Ümit Özdağ, duruşma salonuna girişinde seyirciler tarafından alkışlarla karşılandı.
Duruşma başlamadan önce Mahmut Tanal, salonda bulunan emniyet güçlerinin silahlarının dışarı çıkarılmasını talep etti. Ancak mahkeme başkanı bu talebi “Burası askerî bir bölge olduğu için kabul edemem” diyerek reddetti. Bunun üzerine Türkiye Barolar Birliği Başkanı Erinç Sağkan söz alarak “Mahkeme salonunda yetkili sizsiniz, yetkiyi askere bırakıyormuş gibi yapamazsınız” diyerek mahkeme başkanına tepki gösterdi.
Zafer Partililer de, duruşmaya İstiklâl Marşı’nı okuyarak başlamak istedi. Bu talep üzerine bir grup vatandaş marşı okumaya başladı. Mahkeme başkanı ise salonda “En ufak duruşmanın seyrini bozacak davranışta bulunacak kişiyi salondan çıkarırım” uyarısında bulundu. Ardından mahkeme başkanı Özdağ'ı savunmasını dinlemek üzere kürsüye çağırdı.

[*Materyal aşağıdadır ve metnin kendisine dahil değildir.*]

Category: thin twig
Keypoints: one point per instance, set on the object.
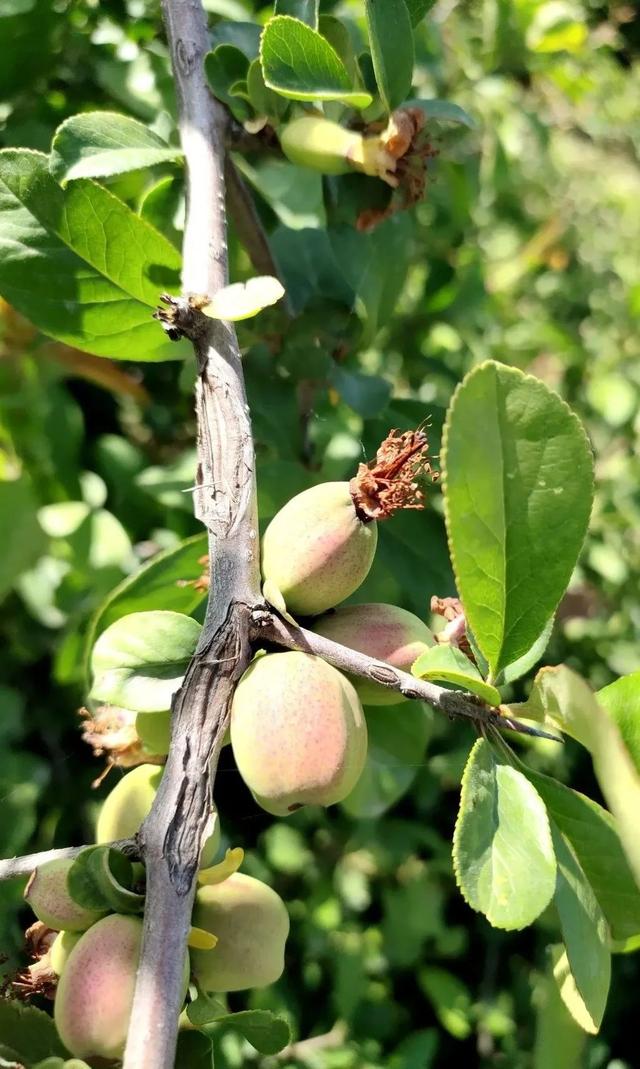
(14, 867)
(269, 626)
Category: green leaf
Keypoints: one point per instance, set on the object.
(61, 1064)
(418, 10)
(592, 833)
(139, 662)
(391, 48)
(397, 737)
(244, 299)
(194, 1051)
(502, 850)
(375, 266)
(204, 1009)
(225, 67)
(584, 931)
(559, 1040)
(21, 539)
(164, 207)
(29, 1032)
(305, 10)
(565, 702)
(451, 1000)
(450, 664)
(518, 485)
(97, 143)
(100, 878)
(367, 394)
(266, 1032)
(81, 265)
(622, 701)
(443, 111)
(165, 583)
(568, 991)
(521, 666)
(264, 101)
(298, 63)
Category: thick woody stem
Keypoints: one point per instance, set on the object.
(224, 501)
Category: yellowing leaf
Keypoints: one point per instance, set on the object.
(222, 870)
(244, 299)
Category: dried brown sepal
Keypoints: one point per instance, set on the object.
(37, 978)
(406, 150)
(111, 733)
(389, 483)
(455, 632)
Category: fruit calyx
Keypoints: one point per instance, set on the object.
(40, 978)
(389, 483)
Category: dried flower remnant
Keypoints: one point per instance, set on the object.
(391, 481)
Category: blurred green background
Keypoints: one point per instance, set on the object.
(526, 249)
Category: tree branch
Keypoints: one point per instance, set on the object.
(224, 501)
(268, 626)
(14, 867)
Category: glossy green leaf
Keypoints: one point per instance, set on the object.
(28, 1031)
(559, 1040)
(518, 486)
(622, 701)
(100, 879)
(225, 66)
(397, 737)
(264, 101)
(266, 1032)
(592, 833)
(375, 266)
(167, 582)
(97, 143)
(298, 63)
(194, 1051)
(305, 10)
(21, 538)
(418, 9)
(443, 111)
(564, 701)
(502, 851)
(524, 664)
(244, 299)
(584, 930)
(450, 665)
(391, 48)
(568, 990)
(139, 662)
(81, 265)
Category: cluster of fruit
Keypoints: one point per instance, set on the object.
(298, 733)
(88, 959)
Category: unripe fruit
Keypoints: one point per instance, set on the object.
(61, 948)
(94, 996)
(324, 145)
(251, 924)
(129, 803)
(48, 897)
(298, 732)
(317, 551)
(384, 632)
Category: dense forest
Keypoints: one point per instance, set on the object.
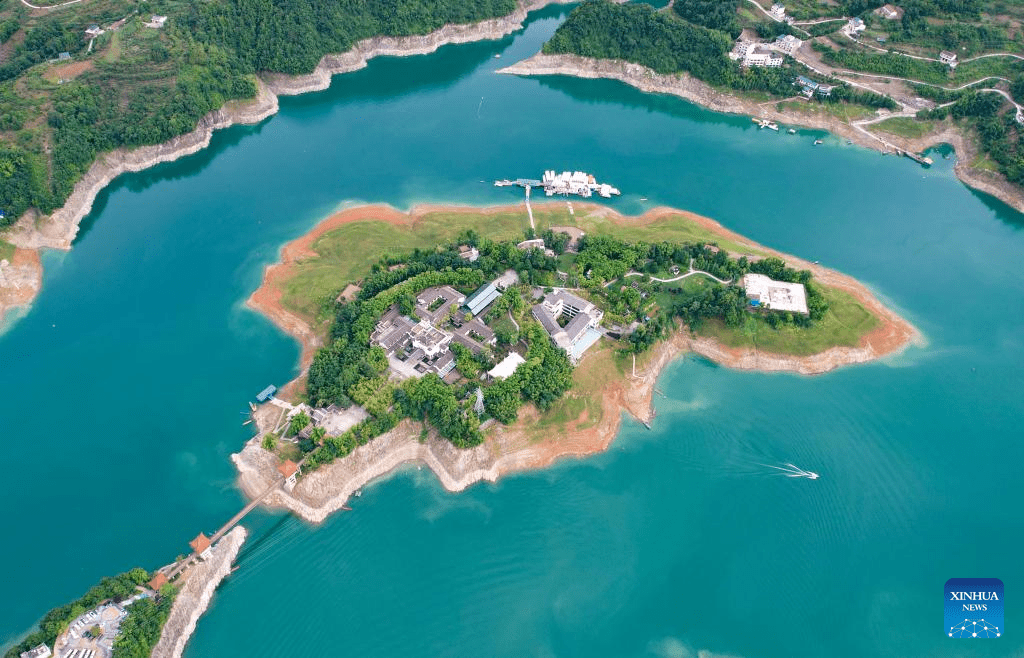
(669, 44)
(150, 86)
(348, 370)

Duruşmada savunmasını yapan Ümit Özdağ, şunları söyledi:
“Bu iddianameyi yazan savcı, yarın bir yerde benimle karşılaştığında; ‘Kusura bakmayın, bir yanlış anlaşılma oldu’ diyecek.
Benim burada tutuklu bulunmamın sebebi ne Cumhurbaşkanına hakaret ne de Kayseri olaylarıdır. Benim tutuklu olma sebebim, Öcalan ve PKK ile yürütülen süreçtir.
Benim siyasi olarak yapmış olduğum uyarıların tamamı, Türk Milleti’ne ve Türk Devleti’ne karşı görevimdir. Ben sadece üzerime düşen görevi yerine getiriyorum.
Ülkemiz ağır bir yargısal krizden geçmektedir. Anayasamızın 10. maddesi ihlal edilerek mevcut iktidara siyasi olarak muhalif olan yurttaşlara karşı Düşman Ceza Hukuku uygulanmaktadır. Muhalif siyasetçi ve yurttaşların anayasal ve yasal hakları askıya alınmaktadır. Benzer hatta aynı fiiller için iktidar mensupları vemuhalefet mensuplarına farklı cezalar uygulanmaktadır. Sanki ırkçı beyaz azınlık rejiminin yönettiği Güney Afrika’da Apartheid rejiminin siyahları ikinci sınıf insan gören hukuk uygulamasını yaşıyoruz. 1960’larınsonuna kadar ABD’nin güney eyaletlerinde de siyah Amerikalılar, kağıt üzerinde beyazlarla aynı anayasal haklara sahip olmalarına rağmen; siyahlar, beyazların mahkemelerinde beyazlar ile asla eşit olamıyordu.2020’lerin Türkiye’sinde de biz muhalifler siyah Amerikalılar gibiyiz. Anayasal ve yasal haklarımız sadece kağıt üzerinde kalıyor.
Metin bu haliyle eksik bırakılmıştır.